Author Richard Lourie Predicts Internet Crackdown

Writing in the Moscow Times, author Richard Lourie had this to say about Russia’s prospects for democratic development as viewed throught prism of the Internet:

It’s a safe bet that any restriction of the Internet anywhere will be done in the name of the highest and most inarguable values. and have already had sites closed down for publishing the Danish cartoons of Mohamed that so offended Muslims worldwide. The deranged 20-year-old man who attacked worshippers in a Moscow synagogue fed his hate with poison from anti-Semitic web sites. As a multiethnic state Russia has a real and legitimate interest in preventing the fomenting of racist animosity, especially against Muslims, a significant percentage of the population. But just as Rodina was shut out of the Moscow City Duma elections for its racist video describing swarthy watermelon-eating types from the Caucasus as “garbage” (but really to weaken it politically), there will always be a hidden agenda behind the rationales of national security and ethnic harmony.

The essential thugishness of the Lukashenko regime was revealed in its actions against opposition candidates and newspapers when no action was required for Alexander Lukashenko to sweep the elections handily — he’s genuinely popular with a majority of Belarussians, and many Russians for that matter.
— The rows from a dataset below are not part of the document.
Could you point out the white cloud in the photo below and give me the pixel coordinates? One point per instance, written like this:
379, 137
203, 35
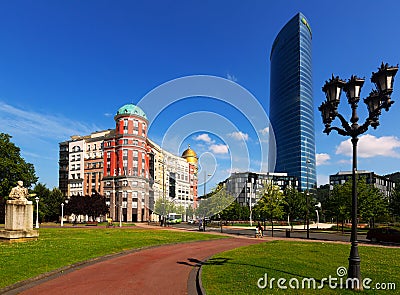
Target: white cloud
322, 159
30, 123
204, 137
265, 131
231, 77
370, 146
219, 149
239, 135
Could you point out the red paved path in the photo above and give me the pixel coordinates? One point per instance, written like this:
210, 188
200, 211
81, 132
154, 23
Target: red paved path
161, 270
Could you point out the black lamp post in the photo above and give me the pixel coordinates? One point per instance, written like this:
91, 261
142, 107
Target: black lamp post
376, 101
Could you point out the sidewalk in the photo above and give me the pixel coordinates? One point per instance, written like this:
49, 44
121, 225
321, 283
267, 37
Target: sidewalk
159, 270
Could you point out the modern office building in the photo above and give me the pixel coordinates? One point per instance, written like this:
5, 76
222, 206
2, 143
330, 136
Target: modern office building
173, 178
291, 108
384, 184
245, 186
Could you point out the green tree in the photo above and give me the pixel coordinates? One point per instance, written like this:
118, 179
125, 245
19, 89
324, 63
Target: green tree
13, 167
295, 204
232, 212
372, 204
96, 205
394, 204
338, 204
271, 202
43, 193
218, 200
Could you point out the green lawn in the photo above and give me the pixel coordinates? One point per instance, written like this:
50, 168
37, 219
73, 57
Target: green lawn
238, 271
58, 247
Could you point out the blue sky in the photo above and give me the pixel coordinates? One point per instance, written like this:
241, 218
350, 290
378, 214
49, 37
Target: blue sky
67, 66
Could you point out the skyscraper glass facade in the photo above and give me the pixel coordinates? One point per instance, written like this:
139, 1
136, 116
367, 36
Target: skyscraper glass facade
291, 102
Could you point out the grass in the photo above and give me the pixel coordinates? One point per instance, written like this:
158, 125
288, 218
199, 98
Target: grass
238, 271
58, 247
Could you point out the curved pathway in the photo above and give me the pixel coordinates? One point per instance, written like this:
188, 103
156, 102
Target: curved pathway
160, 270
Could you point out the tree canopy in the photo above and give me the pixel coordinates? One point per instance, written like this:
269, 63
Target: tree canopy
13, 167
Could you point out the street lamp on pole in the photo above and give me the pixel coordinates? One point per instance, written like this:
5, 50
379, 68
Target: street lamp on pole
37, 212
62, 214
120, 215
316, 211
376, 101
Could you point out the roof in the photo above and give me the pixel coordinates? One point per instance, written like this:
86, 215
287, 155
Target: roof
131, 109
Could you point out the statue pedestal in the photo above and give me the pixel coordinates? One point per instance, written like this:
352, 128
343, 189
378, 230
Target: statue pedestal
19, 221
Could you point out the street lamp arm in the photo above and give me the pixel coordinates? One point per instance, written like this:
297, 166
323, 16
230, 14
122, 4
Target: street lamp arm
345, 124
339, 130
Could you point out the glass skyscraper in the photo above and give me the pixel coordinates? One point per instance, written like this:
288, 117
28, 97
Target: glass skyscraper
291, 103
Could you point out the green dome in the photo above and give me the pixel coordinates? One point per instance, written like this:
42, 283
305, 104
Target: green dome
131, 109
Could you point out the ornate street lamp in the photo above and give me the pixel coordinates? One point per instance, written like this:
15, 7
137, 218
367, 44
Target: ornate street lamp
62, 214
376, 101
37, 212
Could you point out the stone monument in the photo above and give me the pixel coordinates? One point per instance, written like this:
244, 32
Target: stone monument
19, 216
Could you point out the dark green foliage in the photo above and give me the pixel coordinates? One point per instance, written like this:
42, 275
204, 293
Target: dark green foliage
93, 206
13, 167
295, 205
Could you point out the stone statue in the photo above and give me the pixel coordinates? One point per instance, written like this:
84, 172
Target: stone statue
19, 192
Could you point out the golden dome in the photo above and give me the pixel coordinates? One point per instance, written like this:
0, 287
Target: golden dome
190, 155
But to some mindsets, any dissent is dissing. Something similar could well occur in Russia’s elections for the State Duma in 2007 and for president in 2008. The recent beating of Marina Litvinovich, a top aide to Garry Kasparov, chess champion and presidential candidate, may prove an isolated incident or an omen of things to come. Whoever the Kremlin’s hand-picked candidate for president is in 2008, he won’t have the popular mandate that Vladimir Putin himself had in 2004. Tougher techniques than merely controlling television may be required. If there’s any serious resistance, it is at that point that the Internet may start being censored in the name of national security.
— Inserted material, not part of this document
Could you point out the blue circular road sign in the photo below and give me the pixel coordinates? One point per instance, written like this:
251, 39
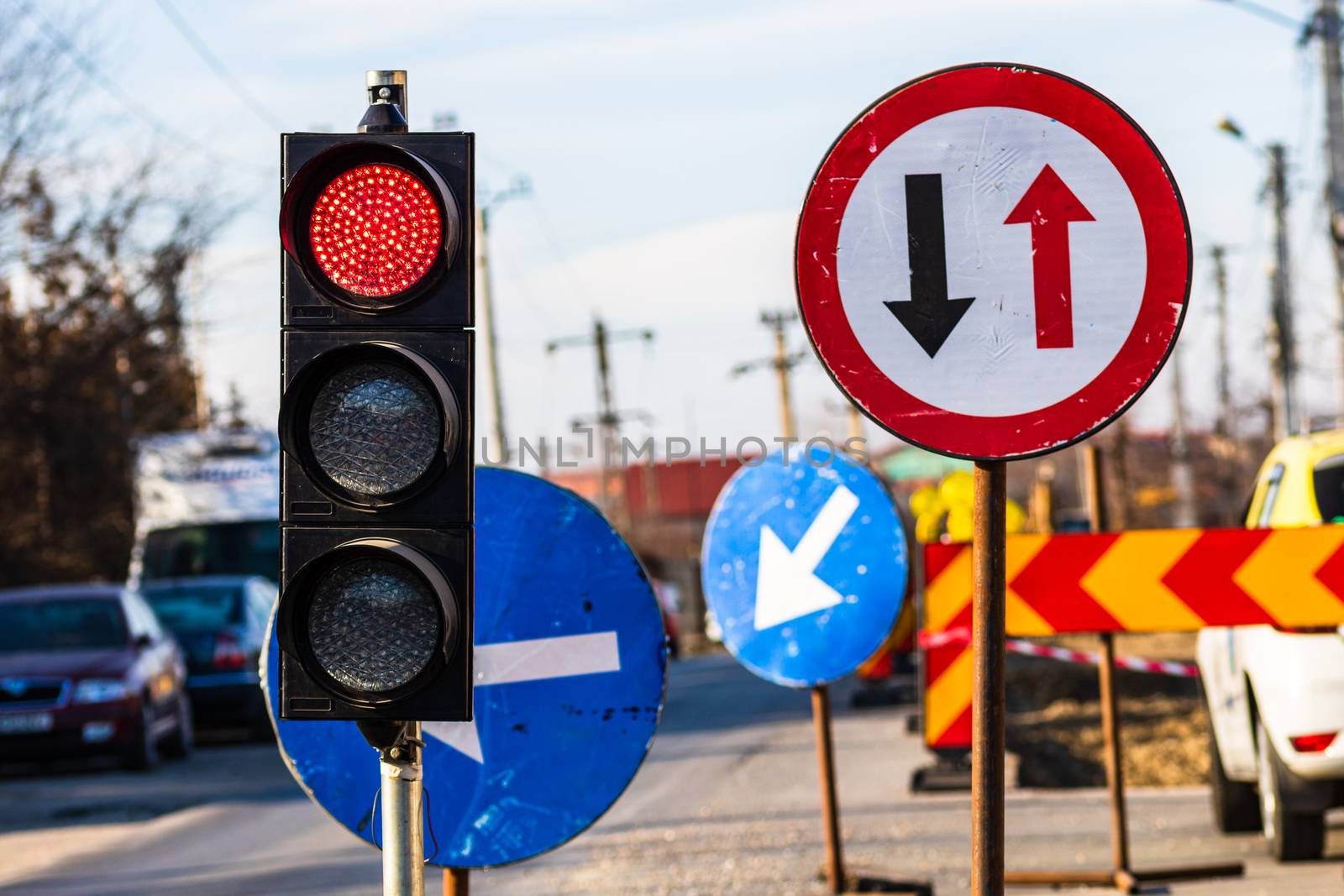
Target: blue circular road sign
570, 673
804, 564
It was recently revealed that William Browder, CEO of Hermitage Capital Management, Russia’s largest foreign portfolio investor, was denied entry to Russia in November 2005 under a law barring entry to foreigners considered a national security threat. Redemption requests amounting to 3.4 percent of the Hermitage Fund’s $4 billion were received after news of Browder’s expulsion became public. Since Browder is an outspoken supporter of Putin and an outspoken critic of waste and lack of transparency in such giants as Gazprom and Surgetneftegaz, the question arises — who’s running the borders, the government or neftmen and gazsters?

In the end, the desire for money may keep Russia honest. To keep good trade relations with Europe, to stay in the Group of Eight and to gain entry into the WTO, Russia must restrain some of its more brutal authoritarian impulses, though the real problem may be a sort of dvoyevlastiye, or dual rule, with the government and big oil jousting for power. But due to its own addiction to oil and its own national security jitters, the West’s moral resolve does not seem especially vigorous at the moment. By 2008, consultants from Google and other companies may be helping Russia filter the web, and American spin doctors may help explain why a few women bleeding on sidewalks do not, statistically, indicate a national trend. By that time the frequent description of Lukashenko as Europe’s last dictator may seem an optimistic misnomer.

“Brutal authoritarian impulses” just about says it all. Lourie talks about Russia is though it were only a quasi-civilized state at best, with no genuine morality and capable of being motivated, if at all, only by bribery.